Recommendation: Congress may wish to consider requiring the Departments of Justice, Homeland Security, and Treasury to collaborate on the development and implementation of a joint radio communications solution. Specifically, Congress may wish to consider requiring the departments to (1) establish an effective governance structure that includes a formal process for making decisions and resolving disputes, (2) define and articulate a common outcome for this joint effort, and (3) develop a joint strategy for improving radio communications.

Agency: Congress
Status: Open

Comments: Legislation has been enacted to provide funding for, among other things, the development of a nationwide, interoperable broadband network that is aimed at improving interoperable radio communications among public safety officials. However, the use of the broadband network by public safety users will be voluntary. In addition, officials from the Departments of Justice, Homeland Security, and the Treasury stated that, once mission-critical voice capabilities have been developed for the broadband network, their respective departments will determine whether they will use the network to support their mission-critical operations. Therefore, until the three departments have the information they need to make a decision to use the nationwide public safety broadband network to support mission critical voice capabilities, it is uncertain if the legislation will remedy these agencies' fragmented approaches to improving interoperable radio communications. As of March 2020, there has been no legislative action taken in the current Congress.

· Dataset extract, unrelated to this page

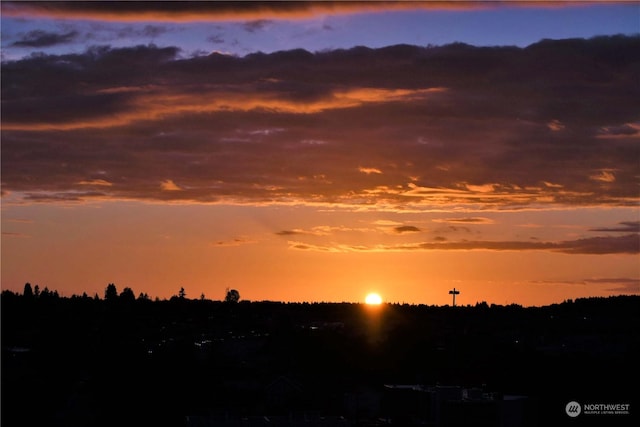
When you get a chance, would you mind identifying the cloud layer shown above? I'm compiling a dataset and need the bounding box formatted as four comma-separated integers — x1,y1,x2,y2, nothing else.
2,36,640,211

Recommendation: To provide more efficient, consistent, and effective federal oversight of the nation's food supply, Congress should consider commissioning the National Academy of Sciences or a blue ribbon panel to conduct a detailed analysis of alternative organizational food safety structures and report the results of such an analysis to Congress.

Agency: Congress
Status: Open

Comments: The 2002 Farm Security and Rural Investment Act (2002 Farm Bill) established a national Food Safety Commission charged with making specific recommendations for drafting legislative language. Among other things, the Commission was to make recommendations on how to improve the food safety system, create a harmonized, central framework for managing federal food safety programs, and enhance the effectiveness of federal food safety resources. However, as of January 2017, as far as current staff can ascertain, the Commission was never formed, and no recommendations were ever produced. Thus, although Congress acted to create a food safety commission through legislation, the substance of our matter--recommendations for analyzing alternative food safety structures--was not implemented. GAO subsequently made the same matter for congressional consideration in several later products, and the matter also appeared in the annual GAO Duplication, Overlap, and Fragmentation Report. As of March 2020, it remained unaddressed.